As a result, we can estimate FCF for 2026:
0.23 FCF margin x $50.91 billion revenue = $11.71 billion FCF
Note that this is almost $1.1 billion higher than a “run-rate” (RR) estimate using Q3 FCF:
$2.66b FCF Q3 x 4 = $10.64 billion RR FCF
In other words, FCF is accelerating (up +10.3%) over the run rate level.
That could lead to a higher target value for NFLX over the next 12 months (NTM).
Price Targets for NFLX Stock
In my last Barchart article on Oct. 12 ("Netflix Stock Still Looks 15% Too Cheap, Especially If It Keeps Producing 20% FCF Margins"), I valued Netflix using a 1.75% FCF yield metric.
That means that, assuming the company were to pay out 100% of its FCF to shareholders, the market would give the stock a 1.75% dividend yield.

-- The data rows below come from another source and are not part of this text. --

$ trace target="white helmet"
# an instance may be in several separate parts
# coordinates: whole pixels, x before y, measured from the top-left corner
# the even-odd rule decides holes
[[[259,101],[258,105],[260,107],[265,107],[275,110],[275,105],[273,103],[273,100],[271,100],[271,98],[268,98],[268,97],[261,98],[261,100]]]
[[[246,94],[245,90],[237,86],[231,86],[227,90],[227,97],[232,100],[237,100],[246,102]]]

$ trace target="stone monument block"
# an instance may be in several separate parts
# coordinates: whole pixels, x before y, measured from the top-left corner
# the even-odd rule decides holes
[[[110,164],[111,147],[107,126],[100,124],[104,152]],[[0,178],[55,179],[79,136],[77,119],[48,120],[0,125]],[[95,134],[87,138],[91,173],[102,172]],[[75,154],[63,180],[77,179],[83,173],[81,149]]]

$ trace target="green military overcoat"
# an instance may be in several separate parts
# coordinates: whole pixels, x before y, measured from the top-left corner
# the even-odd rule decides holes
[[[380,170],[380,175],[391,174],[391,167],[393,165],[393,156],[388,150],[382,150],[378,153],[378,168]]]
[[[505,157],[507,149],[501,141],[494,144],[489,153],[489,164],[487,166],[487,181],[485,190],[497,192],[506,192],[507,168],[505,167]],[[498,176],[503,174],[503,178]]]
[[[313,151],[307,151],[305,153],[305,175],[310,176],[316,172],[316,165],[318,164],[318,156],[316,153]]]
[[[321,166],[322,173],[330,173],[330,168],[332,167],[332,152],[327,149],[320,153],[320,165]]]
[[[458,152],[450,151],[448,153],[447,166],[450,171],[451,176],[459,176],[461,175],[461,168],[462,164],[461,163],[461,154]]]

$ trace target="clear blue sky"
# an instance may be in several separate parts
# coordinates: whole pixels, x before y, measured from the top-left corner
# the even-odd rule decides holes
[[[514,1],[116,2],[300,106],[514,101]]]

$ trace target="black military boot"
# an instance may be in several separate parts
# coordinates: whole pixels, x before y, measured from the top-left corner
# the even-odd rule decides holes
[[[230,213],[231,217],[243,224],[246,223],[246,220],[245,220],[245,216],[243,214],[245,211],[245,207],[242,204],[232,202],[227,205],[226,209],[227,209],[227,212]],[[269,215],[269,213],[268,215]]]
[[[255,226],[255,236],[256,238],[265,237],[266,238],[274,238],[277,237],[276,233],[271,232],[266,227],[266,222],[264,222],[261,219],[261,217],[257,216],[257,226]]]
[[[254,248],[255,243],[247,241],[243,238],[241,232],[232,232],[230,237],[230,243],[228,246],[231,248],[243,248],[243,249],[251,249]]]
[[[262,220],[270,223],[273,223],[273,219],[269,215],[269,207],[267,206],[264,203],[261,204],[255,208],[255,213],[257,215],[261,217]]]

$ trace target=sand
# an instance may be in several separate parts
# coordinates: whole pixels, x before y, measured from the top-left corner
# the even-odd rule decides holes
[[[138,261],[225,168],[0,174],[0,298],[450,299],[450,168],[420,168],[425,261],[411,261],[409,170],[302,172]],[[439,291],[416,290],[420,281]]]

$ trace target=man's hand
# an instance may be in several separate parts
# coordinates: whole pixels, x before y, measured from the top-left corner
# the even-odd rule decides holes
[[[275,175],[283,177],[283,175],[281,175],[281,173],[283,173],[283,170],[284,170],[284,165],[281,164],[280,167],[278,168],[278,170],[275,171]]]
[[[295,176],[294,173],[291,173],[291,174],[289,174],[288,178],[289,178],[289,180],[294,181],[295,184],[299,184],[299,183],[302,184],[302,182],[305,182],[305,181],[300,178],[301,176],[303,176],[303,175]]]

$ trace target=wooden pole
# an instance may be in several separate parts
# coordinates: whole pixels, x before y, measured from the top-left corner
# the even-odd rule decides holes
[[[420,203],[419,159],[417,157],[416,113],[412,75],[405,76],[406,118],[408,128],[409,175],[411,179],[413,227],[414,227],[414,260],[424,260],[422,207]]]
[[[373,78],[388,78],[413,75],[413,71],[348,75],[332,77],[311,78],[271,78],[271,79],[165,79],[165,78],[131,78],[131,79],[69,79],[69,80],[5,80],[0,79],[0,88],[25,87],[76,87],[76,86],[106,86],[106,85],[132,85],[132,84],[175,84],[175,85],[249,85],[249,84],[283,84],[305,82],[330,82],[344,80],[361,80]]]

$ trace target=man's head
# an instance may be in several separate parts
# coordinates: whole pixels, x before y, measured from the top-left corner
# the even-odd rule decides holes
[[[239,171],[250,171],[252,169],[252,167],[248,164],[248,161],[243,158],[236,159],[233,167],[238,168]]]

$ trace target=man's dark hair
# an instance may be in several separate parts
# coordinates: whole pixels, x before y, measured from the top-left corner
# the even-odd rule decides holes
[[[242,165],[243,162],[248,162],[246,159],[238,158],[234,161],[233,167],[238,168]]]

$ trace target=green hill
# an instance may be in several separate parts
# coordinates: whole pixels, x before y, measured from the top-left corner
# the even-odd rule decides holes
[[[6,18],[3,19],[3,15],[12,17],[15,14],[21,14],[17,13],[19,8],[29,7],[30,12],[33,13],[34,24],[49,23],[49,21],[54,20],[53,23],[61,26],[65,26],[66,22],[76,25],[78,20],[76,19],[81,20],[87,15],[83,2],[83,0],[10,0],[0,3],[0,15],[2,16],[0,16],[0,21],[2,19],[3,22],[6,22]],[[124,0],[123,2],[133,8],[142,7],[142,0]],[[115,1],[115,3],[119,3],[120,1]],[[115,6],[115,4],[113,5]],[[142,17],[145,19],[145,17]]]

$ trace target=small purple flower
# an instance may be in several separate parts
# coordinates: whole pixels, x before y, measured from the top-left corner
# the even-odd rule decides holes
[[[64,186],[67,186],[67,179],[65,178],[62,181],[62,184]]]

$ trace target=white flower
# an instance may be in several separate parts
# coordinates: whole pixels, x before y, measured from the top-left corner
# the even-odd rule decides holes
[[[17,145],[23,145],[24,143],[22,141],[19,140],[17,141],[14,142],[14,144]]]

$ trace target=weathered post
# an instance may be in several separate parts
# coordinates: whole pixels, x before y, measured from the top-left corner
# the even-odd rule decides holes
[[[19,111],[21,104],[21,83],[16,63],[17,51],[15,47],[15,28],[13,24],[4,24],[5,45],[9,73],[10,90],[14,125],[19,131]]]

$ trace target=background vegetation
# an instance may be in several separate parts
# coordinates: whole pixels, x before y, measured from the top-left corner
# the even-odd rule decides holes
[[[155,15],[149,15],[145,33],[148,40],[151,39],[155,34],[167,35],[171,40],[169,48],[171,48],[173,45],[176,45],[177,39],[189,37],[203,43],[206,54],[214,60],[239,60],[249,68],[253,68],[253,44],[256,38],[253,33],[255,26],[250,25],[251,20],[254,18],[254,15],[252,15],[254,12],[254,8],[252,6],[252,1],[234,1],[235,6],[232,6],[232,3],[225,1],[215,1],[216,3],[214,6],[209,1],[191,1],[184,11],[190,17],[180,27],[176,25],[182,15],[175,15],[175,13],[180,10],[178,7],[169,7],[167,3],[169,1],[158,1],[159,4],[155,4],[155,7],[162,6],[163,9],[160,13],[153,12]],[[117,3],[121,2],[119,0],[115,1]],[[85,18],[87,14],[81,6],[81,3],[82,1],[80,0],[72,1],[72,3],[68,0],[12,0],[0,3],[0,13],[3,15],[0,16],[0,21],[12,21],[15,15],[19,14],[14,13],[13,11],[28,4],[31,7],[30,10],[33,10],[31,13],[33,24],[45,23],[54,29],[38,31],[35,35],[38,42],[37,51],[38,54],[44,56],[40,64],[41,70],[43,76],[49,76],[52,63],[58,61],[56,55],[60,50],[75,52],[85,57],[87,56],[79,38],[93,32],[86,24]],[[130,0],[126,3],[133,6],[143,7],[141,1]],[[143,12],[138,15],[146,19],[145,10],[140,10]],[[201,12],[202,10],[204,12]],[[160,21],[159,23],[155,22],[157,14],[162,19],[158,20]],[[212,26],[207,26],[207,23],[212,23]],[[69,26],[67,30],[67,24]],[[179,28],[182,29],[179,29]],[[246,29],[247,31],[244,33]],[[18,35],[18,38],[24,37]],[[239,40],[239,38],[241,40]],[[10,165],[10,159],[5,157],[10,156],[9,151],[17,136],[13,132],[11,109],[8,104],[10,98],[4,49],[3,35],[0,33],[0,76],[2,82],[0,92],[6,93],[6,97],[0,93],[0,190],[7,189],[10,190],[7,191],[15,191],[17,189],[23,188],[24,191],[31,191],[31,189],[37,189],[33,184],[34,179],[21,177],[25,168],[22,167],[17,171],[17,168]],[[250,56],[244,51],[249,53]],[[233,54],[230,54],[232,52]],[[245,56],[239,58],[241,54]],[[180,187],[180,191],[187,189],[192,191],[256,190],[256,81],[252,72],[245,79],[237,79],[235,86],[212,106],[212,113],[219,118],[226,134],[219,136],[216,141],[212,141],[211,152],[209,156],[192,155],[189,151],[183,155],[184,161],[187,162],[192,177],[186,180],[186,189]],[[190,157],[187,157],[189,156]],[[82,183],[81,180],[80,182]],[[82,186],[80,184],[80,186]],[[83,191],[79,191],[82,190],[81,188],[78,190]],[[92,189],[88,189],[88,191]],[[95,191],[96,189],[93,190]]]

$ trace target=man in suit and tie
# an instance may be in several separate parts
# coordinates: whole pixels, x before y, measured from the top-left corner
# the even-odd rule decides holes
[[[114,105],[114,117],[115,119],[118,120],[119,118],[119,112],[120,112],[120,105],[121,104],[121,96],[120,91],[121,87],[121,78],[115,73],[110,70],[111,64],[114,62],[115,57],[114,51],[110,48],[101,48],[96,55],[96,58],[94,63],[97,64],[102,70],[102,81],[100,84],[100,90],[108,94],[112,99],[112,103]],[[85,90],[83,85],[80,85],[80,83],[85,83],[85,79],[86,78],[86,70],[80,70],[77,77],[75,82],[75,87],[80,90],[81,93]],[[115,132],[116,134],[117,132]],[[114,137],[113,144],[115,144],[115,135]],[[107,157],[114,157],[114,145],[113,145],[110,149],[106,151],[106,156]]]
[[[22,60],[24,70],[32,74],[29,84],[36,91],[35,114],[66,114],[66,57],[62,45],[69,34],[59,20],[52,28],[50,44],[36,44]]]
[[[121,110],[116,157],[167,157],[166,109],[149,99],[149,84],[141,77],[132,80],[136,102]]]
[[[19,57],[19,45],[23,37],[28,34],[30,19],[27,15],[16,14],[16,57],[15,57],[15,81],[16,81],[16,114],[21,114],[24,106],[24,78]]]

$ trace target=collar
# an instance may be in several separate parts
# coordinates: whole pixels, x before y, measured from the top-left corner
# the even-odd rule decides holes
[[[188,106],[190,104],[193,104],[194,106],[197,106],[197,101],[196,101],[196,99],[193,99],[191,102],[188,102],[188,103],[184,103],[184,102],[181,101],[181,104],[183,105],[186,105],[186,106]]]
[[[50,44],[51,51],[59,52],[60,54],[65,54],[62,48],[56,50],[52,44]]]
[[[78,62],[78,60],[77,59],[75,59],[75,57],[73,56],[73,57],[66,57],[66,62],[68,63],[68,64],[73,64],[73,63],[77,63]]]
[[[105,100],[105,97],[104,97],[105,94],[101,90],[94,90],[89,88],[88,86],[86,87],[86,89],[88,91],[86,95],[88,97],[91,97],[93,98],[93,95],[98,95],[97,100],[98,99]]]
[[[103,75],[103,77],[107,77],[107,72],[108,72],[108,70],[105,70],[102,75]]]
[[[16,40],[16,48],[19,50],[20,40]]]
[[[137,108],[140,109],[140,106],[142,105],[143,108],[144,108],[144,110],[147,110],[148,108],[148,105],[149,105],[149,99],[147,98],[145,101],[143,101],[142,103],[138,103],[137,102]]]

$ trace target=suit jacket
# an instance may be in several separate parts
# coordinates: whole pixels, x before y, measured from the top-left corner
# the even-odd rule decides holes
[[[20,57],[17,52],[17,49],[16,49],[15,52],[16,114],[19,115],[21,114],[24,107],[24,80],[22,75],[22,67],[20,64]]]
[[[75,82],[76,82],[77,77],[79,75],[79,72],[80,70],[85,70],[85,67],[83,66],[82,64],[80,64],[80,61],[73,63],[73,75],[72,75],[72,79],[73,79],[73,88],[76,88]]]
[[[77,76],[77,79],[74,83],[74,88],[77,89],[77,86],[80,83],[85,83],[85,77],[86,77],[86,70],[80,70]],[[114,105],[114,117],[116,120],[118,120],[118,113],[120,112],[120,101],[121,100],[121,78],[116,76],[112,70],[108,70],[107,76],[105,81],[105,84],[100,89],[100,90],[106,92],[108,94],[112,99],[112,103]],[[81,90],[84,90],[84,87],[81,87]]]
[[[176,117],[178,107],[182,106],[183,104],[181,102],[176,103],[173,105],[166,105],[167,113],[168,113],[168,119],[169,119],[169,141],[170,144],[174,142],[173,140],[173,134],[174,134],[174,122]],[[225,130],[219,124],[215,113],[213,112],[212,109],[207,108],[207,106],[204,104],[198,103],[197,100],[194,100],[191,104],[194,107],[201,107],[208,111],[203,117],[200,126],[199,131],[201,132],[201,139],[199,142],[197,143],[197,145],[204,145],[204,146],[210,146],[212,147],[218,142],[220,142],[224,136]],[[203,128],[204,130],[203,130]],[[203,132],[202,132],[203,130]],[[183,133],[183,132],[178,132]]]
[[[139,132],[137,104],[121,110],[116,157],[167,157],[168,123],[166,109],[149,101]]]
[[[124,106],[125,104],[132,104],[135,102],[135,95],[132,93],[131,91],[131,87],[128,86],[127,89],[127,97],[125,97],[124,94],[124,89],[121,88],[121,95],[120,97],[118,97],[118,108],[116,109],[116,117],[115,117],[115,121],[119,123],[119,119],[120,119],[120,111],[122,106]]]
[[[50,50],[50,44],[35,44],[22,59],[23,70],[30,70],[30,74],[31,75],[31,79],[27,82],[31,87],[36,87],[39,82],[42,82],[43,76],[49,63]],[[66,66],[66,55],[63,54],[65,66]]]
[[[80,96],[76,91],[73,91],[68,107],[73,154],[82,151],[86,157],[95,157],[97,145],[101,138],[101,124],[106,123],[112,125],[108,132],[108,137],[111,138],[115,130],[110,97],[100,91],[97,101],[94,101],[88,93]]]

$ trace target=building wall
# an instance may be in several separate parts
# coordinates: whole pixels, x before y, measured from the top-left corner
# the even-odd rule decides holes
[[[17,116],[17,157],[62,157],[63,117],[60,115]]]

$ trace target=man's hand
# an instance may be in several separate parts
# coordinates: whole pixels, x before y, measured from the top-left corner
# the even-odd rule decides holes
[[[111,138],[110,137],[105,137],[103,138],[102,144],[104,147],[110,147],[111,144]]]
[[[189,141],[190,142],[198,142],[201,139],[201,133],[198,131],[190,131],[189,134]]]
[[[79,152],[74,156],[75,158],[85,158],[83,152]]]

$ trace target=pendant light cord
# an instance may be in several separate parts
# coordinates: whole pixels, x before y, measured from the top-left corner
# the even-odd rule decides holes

It's also the same as multiplying FCF by 57.1x (i.e., 1/0.0175 = 57.1x).
But, just to be conservative, it might make more sense to use a 2.0% FCF yield metric, i.e., a 50x multiple (1/0.02 = 50x).
The reason is a little complicated, but here it is. First, let's use Thursday's market cap, as measured by Yahoo! Finance (i.e., $474.375 billion). Next, using the "run-rate (RR) FCF estimate of $10.64 billion:
$10.64b RR FCF / $474.375b = 0.02265 = 2.265% RR FCF yield
But, using its TTM FCF of $8.967 billion (from Stock Analysis):
$8.967b TTM FCF / $474.375b = 0.0189 = 1.89% TTM FCF yield
So, the average is 2.0775%, or a rough, rounded FCF yield of 2.0%.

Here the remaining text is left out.